That was the question in a recent case where an Alabama couple was divorced in 2013 with a settlement agreement reached by the parties. The divorce provided that the husband was to pay to the wife $500 each month for eight years as alimony in gross. In addition, the judge ordered the husband to maintain his current life insurance policy with the wife named as the irrevocable beneficiary for eight years.
In June 2016, the wife filed a petition alleging that the husband failed to pay alimony and had failed to maintain the life-insurance policy as required by the divorce judgment. The wife wanted to have the husband held in contempt for his failure to comply with the divorce judgment.

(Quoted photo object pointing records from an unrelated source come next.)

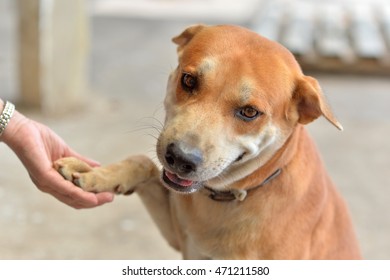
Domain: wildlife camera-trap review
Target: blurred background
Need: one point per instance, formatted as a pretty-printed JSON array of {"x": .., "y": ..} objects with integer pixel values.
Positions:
[{"x": 95, "y": 72}]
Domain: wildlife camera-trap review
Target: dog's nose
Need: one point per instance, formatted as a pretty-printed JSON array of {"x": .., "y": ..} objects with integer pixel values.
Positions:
[{"x": 182, "y": 158}]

She asked the court to order her ex to pay the delinquent alimony.
The husband denied any wrongdoing, and he later counterclaimed seeking to reduce or eliminate his alimony obligation because he argued it was periodic alimony. He said that his alimony obligation ended because the wife remarried. The wife maintained that the husband’s alimony obligation hadn’t terminated upon her remarriage because it was alimony in gross, or a property settlement, rather than periodic alimony.
The trial court conducted a hearing and found that the alimony award and the provision requiring the husband to maintain the life-insurance policy were awards of alimony in gross that couldn’t be modified. The husband appealed.
Periodic Alimony vs. Alimony in Gross
Presiding Judge William C. Thompson wrote the opinion of the Alabama Court of Civil Appeals. He explained that alimony in gross is considered compensation for the recipient spouse’s marital rights and may also represent “a division of the fruits of the marriage where liquidation of a couple’s jointly owned assets is not practicable.” An alimony-in-gross award must satisfy two requirements:
- the time of payment and the amount must be certain; and
- the right to alimony must be vested.
Alimony in gross must also be payable out of the present estate of the paying spouse as it exists at the time of the divorce. In other words, alimony in gross is a form of property settlement, and is typically not modifiable.
Periodic alimony, the judge explained, is an allowance for the future support of the recipient spouse payable from the current earnings of the paying spouse. It’s designed to support the former dependent spouse and enable him or her, to the extent possible, to maintain the status that the couple enjoyed during the marriage—until that spouse is self-supporting or maintaining a lifestyle similar to they had during the marriage.
Periodic alimony is modifiable based upon changes in the parties’ financial conditions or needs. These include things like an increase in the need of the recipient spouse, a decrease in the income of the paying spouse, or an increase in the income of the recipient spouse. The paying spouse’s duty to pay periodic alimony may be ended by petition and proof that the recipient spouse has remarried or is cohabiting.
In this case, the wife testified that she understood the alimony award to be one for alimony in gross, and she believed that her right to enforce that obligation would not be affected by her remarriage. She testified that she was unaware whether the alimony had been listed as income on her tax returns and that she was unaware of the tax implications that arise depending on whether an alimony obligation is one for periodic alimony or alimony in gross. The husband testified that he had believed that the obligation was one for periodic alimony and that he had deducted his payments of that obligation on his tax returns.
On appeal, the husband argued that the evidence, particularly the evidence regarding how the parties treated the alimony on their respective income-tax returns, showed that the trial court erred in determining that the alimony obligation in the parties’ divorce judgment was alimony in gross.
The Alabama Supreme Court has held that “[w]hen the type of award or awards intended is not particularly specified, the source of payment and the purpose are of prime importance.” Here, the trial court found that the type of award was specified in the divorce judgment… it said that it was alimony in gross. The trial court found that the award satisfied the two-part test because the time and amount of the payments were certain and the wife’s right to receive the payments was vested because there was no specification that the payments could be modified.
Because of the specific alimony language in the parties’ divorce judgment, the Court of Appeals found the husband failed to show that the trial court erred in determining that that award was alimony in gross. Therefore, the award was non-modifiable and due to be enforced. The trial court’s decision for the wife was affirmed. Andrews v. Andrews, 2017 Ala. Civ. App. LEXIS 244 (Ala. Civ. App. December 15, 2017).